Indeed, RPA makes integration more economically feasible than previous methods, industry executives said.

Tornbohm said that’s because RPA uses a system’s existing user interface pathways, so the approach “doesn’t always require complex integration, complex IT projects or major business change.”

RPA’s integration dimension brings up another point: The technology is not all about labor cost savings.

Deloitte Consulting has built nine process robotics prototypes for five U.S. government agencies. Mancher said the conversation with federal agencies doesn’t revolve around labor arbitrage.

“There is no desire to impact the employment of one federal worker,” he said.

The key drivers in the government sector boil down to unfunded mandates and human resource constraints. The Administration or Congress may require agencies to pursue new initiatives, but those agencies must do so with existing resources — or perhaps fewer resources in light of attrition due to retirements, Mancher said. Process robotics can help agencies handle unfunded mandates and seasonal spikes in demand.

In addition, personnel who were diverted from the core agency mission to take on a back-office role in support of unfunded mandate can be returned to the front lines and perform critical government services.

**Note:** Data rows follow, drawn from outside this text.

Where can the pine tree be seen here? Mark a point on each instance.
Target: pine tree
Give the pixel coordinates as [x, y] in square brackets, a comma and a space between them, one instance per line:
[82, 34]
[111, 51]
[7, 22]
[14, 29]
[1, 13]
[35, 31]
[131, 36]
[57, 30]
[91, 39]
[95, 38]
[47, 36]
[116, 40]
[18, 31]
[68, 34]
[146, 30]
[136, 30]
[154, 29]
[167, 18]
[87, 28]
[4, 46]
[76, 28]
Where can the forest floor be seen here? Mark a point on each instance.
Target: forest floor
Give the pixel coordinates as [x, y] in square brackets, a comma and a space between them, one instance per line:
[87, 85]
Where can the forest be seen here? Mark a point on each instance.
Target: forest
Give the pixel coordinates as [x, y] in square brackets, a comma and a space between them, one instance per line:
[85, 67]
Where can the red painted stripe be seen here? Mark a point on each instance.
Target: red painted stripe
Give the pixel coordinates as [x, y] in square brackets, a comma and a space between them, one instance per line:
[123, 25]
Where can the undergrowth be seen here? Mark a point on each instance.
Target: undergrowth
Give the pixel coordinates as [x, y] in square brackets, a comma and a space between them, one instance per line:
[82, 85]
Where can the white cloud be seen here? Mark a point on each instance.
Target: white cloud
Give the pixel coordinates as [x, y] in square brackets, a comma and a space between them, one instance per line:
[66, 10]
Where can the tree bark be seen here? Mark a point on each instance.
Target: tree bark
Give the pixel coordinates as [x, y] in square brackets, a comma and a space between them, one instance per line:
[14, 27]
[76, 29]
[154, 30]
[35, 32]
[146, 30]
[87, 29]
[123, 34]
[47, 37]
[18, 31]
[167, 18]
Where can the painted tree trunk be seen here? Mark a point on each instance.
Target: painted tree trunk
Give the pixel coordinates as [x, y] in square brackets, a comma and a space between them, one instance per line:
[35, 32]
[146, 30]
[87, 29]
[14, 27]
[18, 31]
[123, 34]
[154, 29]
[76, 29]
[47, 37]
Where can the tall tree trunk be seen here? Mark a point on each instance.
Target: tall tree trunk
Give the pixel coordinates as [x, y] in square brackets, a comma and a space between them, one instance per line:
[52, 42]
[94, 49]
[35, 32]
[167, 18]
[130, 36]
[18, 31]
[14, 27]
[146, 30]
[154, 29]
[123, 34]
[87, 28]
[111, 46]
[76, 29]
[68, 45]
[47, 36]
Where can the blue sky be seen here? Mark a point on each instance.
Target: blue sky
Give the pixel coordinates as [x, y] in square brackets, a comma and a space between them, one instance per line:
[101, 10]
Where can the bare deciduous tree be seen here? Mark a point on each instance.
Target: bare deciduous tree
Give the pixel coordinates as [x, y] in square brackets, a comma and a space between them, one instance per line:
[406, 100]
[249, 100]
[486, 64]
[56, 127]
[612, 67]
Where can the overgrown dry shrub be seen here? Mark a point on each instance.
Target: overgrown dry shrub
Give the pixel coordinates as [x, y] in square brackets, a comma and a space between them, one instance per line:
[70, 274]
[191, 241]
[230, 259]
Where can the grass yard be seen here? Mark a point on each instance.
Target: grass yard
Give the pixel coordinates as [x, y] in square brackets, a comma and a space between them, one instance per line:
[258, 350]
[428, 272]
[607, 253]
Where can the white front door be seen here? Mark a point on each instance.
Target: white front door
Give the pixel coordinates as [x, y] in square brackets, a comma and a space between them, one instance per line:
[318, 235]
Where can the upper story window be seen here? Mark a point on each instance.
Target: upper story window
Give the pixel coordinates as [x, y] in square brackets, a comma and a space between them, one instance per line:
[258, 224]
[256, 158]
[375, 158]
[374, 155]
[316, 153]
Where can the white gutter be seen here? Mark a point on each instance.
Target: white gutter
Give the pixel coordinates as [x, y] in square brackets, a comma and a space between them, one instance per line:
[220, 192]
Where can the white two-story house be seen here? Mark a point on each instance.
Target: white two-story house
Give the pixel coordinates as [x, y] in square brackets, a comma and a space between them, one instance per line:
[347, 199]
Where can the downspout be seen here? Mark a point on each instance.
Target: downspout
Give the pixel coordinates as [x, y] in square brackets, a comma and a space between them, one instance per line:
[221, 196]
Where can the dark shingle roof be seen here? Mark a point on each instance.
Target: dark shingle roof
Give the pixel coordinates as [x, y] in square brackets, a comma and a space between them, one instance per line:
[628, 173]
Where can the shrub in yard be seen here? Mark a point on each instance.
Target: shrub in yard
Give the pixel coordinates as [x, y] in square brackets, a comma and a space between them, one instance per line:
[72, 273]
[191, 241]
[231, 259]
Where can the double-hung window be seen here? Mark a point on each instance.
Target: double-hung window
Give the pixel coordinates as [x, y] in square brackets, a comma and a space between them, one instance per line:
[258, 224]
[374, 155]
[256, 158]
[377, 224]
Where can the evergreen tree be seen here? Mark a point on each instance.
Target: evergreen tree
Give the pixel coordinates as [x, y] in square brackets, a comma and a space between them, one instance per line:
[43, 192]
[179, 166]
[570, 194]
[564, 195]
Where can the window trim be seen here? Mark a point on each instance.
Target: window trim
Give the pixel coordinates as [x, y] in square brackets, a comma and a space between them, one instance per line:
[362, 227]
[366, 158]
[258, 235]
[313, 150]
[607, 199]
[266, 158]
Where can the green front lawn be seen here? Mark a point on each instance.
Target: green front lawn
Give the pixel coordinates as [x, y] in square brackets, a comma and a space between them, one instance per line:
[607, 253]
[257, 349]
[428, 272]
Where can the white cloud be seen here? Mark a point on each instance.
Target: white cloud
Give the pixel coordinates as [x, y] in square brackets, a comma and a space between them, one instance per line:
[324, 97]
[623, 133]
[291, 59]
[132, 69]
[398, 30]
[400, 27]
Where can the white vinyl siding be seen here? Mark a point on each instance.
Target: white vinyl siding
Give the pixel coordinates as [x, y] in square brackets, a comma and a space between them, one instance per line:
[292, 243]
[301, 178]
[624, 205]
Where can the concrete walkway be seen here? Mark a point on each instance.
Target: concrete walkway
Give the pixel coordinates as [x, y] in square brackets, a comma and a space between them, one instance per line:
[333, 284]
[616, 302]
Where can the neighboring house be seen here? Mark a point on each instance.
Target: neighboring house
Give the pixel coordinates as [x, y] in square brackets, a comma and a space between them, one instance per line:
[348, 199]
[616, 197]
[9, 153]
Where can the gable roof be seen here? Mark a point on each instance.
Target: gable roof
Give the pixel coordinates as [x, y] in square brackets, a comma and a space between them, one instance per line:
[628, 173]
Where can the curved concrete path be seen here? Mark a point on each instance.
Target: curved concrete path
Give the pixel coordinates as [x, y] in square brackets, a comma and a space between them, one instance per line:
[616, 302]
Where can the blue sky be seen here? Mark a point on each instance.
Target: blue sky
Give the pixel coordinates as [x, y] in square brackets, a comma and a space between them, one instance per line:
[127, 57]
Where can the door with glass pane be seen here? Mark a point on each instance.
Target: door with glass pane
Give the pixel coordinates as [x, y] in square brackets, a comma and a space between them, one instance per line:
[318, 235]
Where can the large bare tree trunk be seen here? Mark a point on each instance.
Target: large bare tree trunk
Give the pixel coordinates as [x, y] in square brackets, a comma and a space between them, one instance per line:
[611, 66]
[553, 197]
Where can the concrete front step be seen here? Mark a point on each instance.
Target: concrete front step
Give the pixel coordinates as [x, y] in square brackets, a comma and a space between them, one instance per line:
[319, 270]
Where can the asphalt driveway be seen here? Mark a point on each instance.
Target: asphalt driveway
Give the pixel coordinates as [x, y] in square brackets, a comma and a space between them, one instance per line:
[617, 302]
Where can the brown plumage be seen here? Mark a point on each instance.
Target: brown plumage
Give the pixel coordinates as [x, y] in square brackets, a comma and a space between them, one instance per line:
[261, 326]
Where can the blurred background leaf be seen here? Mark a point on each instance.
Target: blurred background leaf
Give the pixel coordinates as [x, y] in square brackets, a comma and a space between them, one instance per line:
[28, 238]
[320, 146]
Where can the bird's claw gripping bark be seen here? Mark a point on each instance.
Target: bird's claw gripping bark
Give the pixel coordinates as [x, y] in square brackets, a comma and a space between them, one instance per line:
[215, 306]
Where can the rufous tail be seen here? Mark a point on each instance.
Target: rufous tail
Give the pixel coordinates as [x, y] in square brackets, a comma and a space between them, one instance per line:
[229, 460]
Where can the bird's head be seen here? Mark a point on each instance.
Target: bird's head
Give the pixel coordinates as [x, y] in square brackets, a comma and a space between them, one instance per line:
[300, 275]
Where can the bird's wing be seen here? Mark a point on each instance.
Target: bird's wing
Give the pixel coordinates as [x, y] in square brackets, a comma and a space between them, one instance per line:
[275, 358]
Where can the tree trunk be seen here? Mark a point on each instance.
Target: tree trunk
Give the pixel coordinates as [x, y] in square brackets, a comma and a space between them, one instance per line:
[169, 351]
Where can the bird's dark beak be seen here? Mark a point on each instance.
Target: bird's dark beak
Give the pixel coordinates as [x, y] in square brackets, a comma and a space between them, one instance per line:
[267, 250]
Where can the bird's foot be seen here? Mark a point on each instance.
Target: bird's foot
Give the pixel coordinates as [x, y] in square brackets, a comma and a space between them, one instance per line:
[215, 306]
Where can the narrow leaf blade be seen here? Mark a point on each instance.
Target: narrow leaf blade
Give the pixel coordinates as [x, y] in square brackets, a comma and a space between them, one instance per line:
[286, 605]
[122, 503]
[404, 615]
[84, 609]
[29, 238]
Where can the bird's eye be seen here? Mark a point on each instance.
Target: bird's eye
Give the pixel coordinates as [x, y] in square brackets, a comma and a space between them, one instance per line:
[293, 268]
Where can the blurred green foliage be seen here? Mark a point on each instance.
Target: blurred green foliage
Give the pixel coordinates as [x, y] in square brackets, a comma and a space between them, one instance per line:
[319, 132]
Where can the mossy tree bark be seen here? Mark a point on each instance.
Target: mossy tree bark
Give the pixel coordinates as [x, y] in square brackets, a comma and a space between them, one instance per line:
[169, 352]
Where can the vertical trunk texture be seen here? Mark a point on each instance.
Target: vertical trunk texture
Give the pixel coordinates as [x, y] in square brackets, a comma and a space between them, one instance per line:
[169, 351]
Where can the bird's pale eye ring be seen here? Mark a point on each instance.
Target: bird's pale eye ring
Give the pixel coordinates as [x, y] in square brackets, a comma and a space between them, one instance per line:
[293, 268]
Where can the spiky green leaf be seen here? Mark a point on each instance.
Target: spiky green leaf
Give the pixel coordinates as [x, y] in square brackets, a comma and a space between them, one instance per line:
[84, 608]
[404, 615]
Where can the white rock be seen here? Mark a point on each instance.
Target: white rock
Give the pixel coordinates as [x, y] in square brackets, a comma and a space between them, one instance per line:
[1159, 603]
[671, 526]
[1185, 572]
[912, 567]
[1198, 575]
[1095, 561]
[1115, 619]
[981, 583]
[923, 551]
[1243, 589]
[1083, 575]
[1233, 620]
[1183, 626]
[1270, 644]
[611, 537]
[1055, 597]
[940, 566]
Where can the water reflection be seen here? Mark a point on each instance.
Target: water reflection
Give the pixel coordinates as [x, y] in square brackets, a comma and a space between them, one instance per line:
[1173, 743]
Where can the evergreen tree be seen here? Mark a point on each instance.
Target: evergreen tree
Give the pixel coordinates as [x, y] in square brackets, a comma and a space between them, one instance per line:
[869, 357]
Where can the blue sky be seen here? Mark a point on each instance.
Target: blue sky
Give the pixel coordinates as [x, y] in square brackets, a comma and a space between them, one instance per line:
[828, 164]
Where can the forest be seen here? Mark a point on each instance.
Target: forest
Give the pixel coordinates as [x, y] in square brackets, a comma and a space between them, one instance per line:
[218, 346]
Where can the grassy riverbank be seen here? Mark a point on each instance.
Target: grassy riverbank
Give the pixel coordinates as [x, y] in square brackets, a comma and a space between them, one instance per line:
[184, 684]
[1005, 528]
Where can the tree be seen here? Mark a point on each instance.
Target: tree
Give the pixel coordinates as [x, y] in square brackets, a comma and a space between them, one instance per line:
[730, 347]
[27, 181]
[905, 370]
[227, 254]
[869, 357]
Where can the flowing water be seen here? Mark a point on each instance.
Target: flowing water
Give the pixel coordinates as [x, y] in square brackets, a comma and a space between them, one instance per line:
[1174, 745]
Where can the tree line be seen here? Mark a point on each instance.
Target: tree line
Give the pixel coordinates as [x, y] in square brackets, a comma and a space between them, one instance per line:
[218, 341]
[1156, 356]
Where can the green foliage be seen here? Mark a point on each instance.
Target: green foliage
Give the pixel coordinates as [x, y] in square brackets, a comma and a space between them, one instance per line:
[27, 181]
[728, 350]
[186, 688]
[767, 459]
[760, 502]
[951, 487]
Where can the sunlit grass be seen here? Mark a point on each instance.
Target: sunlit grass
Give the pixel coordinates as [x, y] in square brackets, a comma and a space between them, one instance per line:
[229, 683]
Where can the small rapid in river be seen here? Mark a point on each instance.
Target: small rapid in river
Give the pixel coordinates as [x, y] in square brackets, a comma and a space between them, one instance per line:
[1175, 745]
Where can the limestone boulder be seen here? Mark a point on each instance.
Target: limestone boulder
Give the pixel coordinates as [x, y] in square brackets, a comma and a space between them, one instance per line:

“It’s a different value proposition,” Mancher said.

 

Shawn Wiora, CIO at Creative Solutions in Healthcare Inc., a company that operates skilled nursing and assisted living facilities, said he sees RPA playing a role in such fields as healthcare claims processing, which he described as a highly manual activity, and cybersecurity.

As for the latter, Wiora said a business’ cybersecurity organization tries to keep tabs on the alerts and alarms generated by multiple IT security systems, few of which talk to one another. Process robotics, however, has the potential to automate the task of screening a multitude of alerts to zero in on the ones that security personnel need to spend time pursuing. Wiora pointed to the example of Maxxsure, a company that helps organizations score the risks associated with various cyber threats. Wiora is on the Maxxsure board of directors.

The growing number, increasing sophistication and mounting cost of cyberattacks compel companies to push more resources at security. Wiora noted that the IT security department has become one of the fastest-growing, and highest-payroll, areas of a corporation.